Le cause di questo scarto vanno dalla mancanza di obbligo per gli ospedali di condividere i dati, fino alle difficoltà di conversione dai codici ICD (usati nei registri sanitari) alla classificazione MAIS. In alcuni Paesi, come la Svezia e l’Olanda, il collegamento sistematico tra dati della polizia e ospedalieri esiste già da anni, offrendo un modello replicabile.

Il target 2030 è in ritardo: solo -13% in dieci anni

Nel 2020, l’Unione Europea ha fissato l’obiettivo di dimezzare le lesioni gravi entro il 2030. Ma tra il 2013 e il 2023 il calo è stato solo del 13%. Le morti stradali sono diminuite del 16%, mentre le ferite lievi hanno avuto una riduzione ancora più modesta. È chiaro che l’Europa non sta avanzando al ritmo necessario, e che servono misure più incisive, rapide e coordinate.

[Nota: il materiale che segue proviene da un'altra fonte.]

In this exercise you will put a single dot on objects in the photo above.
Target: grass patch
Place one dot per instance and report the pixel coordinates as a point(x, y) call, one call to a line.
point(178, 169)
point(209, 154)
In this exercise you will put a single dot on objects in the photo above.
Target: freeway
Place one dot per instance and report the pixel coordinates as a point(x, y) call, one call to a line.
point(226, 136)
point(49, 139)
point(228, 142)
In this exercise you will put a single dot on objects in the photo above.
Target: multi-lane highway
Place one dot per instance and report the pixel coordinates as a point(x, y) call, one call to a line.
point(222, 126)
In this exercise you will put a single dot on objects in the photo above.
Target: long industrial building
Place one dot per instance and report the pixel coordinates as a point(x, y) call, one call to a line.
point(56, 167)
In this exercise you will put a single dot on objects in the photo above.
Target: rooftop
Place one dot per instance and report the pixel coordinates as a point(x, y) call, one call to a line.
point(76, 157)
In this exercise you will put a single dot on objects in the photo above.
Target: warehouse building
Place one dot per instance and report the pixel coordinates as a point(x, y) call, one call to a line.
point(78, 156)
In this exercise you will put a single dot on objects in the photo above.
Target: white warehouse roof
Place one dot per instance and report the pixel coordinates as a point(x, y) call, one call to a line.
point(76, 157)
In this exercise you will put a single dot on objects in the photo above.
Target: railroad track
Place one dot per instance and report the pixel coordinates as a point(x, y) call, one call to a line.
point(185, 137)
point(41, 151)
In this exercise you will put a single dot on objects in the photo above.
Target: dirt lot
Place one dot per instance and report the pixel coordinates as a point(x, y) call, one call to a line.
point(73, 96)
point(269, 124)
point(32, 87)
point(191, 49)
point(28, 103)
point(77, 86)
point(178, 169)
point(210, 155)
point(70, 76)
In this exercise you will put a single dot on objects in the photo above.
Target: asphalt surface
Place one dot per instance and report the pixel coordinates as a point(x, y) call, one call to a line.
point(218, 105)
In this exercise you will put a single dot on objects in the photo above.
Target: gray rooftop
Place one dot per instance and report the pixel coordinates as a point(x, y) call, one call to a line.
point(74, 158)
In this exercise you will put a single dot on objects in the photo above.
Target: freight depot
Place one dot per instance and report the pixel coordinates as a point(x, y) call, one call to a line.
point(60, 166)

Il rapporto dell’ETSC lancia un appello: senza una raccolta dati armonizzata, senza definizioni comuni e senza una reale attenzione ai feriti gravi, le politiche stradali restano cieche. Ogni ferita non registrata è un rischio non previsto, un tratto di strada non messo in sicurezza, una lezione non appresa. Le vite salvate passano anche da qui: riconoscere chi sopravvive, ma resta segnato per sempre.